PURPOSE: Current bone regeneration strategies include delivery of recombinant proteins and the use of viral mediated gene therapy. Limitations to these strategies include the instability, high-dosing, and expense of delivering and retaining recombinant proteins at the regeneration site. In addition, viral mediated gene therapy can elicit host inflammatory responses and insertional mutagenesis. Thus, enhancing non-viral mediated gene therapy by improving uptake and localized expression has high therapeutic potential. We hypothesized that using a sustained delivery system of polylactic acid (PLA) porous scaffolds embedded with a circular DNA plasmid encoding green fluorescent protein (GFP) will be equivalent to direct application of various DNA-polymer complexes.
METHODS: Five types of DNA-polymer complexes with and without the PLA were evaluated in vitro for their ability to transfect and express a circular plasmid DNA construct containing eGFP into BHK cells (baby hamster kidney fibroblasts). Negative control was the BHK cell only group. (n=3 per group) Group 1: GFP/FuGene 6 (Roche) (positive control), Group 2: GFP/20mM DOTAP:cholesterol (1:1) liposome (Sigma), Group 3: GFP/PLA, Group 4: GFP/PLA/FuGene6, and Group 5: GFP/PLA/liposome. Several days before transfection, BHK cells were plated at a seeding density of 5000/well in 24-well plates. In the groups using PLA, the naked plasmid was mixed with collagen(1mg/ml) and loaded into porous pre-made 3mm PLA scaffolds. The collagen was allowed to set for 3h prior to the scaffold being placed onto the cells. The other groups had the specific treatment directly applied to the cells. The DNA-polymer complexes and controls were exposed to the BHK cells for 2-4d. Thereafter, the cells were removed by trypsin, washed and scanned for transfection efficiencies by a fluorescences-activated cell sorter (Bectin-Dickinson FACScan instrument). Cut-off times were based on negative controls. The cell sorter results are seen as a distribution curve based on intensity of expression. Data are presented as mean % +/- SD of cells expressing GFP vs. total cell number. Statistical analyses were conducted using single-factor ANOVA and Fisher’s PLSD post hoc analysis with significance established at p<0.05.
RESULTS: The mean % of BHK cells expressing GFP for the negative control and Groups 1-5 respectively are: 0.74(+/-0.17), 30.9(+/-4.85), 21.9(+/-5.17), 1.9(+/-0.46), 27.9(+/-4.46), and 28.1(+/-3.86) Significance was established between all groups over the negative control and Group 3, and also Groups 1, 4, and 5 over Groups 2 and 3. No significance was seen between the negative control and Group 3. Group 2 exhibited the highest toxicity with ~50% cell death.

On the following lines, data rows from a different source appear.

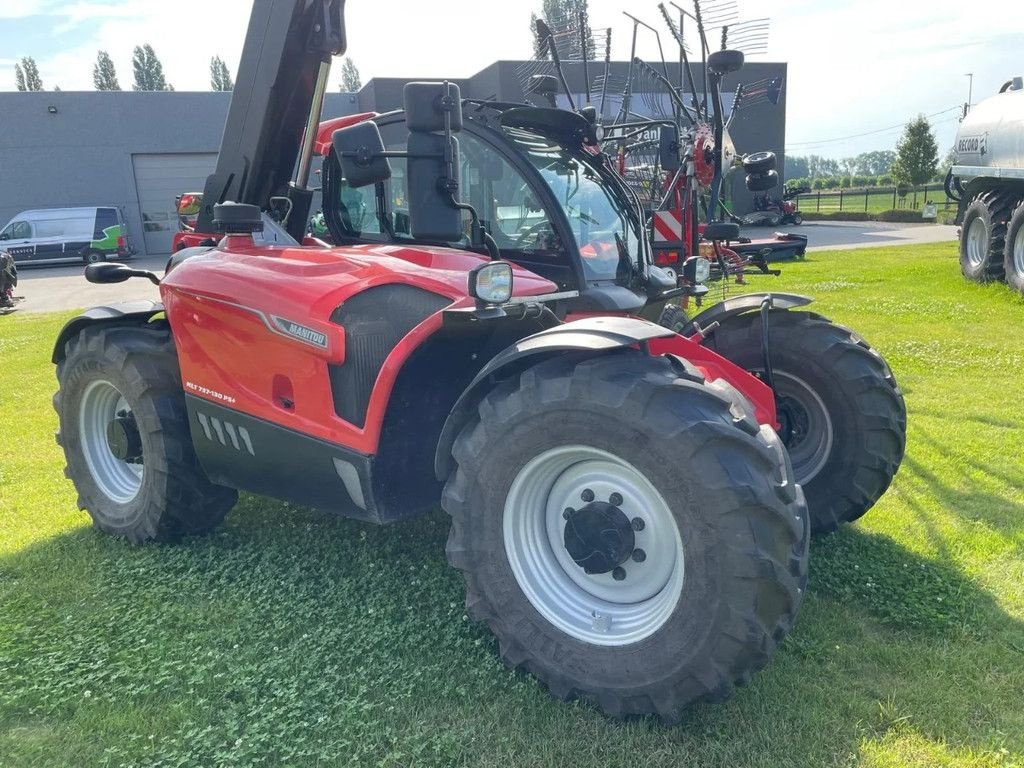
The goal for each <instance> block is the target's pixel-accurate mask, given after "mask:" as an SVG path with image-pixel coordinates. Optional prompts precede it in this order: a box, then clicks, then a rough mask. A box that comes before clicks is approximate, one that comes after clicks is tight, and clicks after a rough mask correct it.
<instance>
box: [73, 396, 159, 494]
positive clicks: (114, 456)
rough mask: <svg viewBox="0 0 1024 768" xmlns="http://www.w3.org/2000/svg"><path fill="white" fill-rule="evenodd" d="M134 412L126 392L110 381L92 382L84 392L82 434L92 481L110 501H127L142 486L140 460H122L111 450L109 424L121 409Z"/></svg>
mask: <svg viewBox="0 0 1024 768" xmlns="http://www.w3.org/2000/svg"><path fill="white" fill-rule="evenodd" d="M122 412H125V413H128V414H130V413H131V409H130V408H129V407H128V402H127V401H126V400H125V398H124V395H123V394H121V392H120V391H119V390H118V388H117V387H115V386H114V385H113V384H111V383H110V382H109V381H101V380H100V381H94V382H92V383H90V384H89V385H88V386H87V387H86V389H85V392H84V393H83V394H82V404H81V407H80V410H79V422H78V423H79V437H80V440H81V443H82V454H83V455H84V456H85V461H86V464H88V466H89V473H90V474H91V475H92V479H93V482H95V483H96V486H97V487H98V488H99V490H100V492H101V493H102V494H103V495H104V496H105V497H106V498H108V499H110V500H111V501H113V502H116V503H118V504H127V503H128V502H130V501H131V500H132V499H134V498H135V497H136V496H137V495H138V492H139V488H140V487H142V474H143V469H142V465H141V464H129V463H128V462H125V461H122V460H121V459H119V458H118V457H116V456H115V455H114V453H113V452H112V451H111V446H110V443H109V442H108V439H106V426H108V425H109V424H110V423H111V422H112V421H114V419H116V418H117V416H118V414H119V413H122Z"/></svg>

CONCLUSION: The sustained delivery system described in the present studies exhibited equivalent expression to direct application of the DNA-polymer complexes. In addition, with the added benefit of these PLA scaffolds to preserve, protect, and release DNA as well as serve as matrices for bone regeneration, transfection efficiencies of non-viral mediated gene therapy and bone regeneration can be further improved with such a sustained delivery system. Further studies are needed to elucidate the precise scaffold DNA-polymer combination that will optimize bone regeneration for ultimate therapeutic application.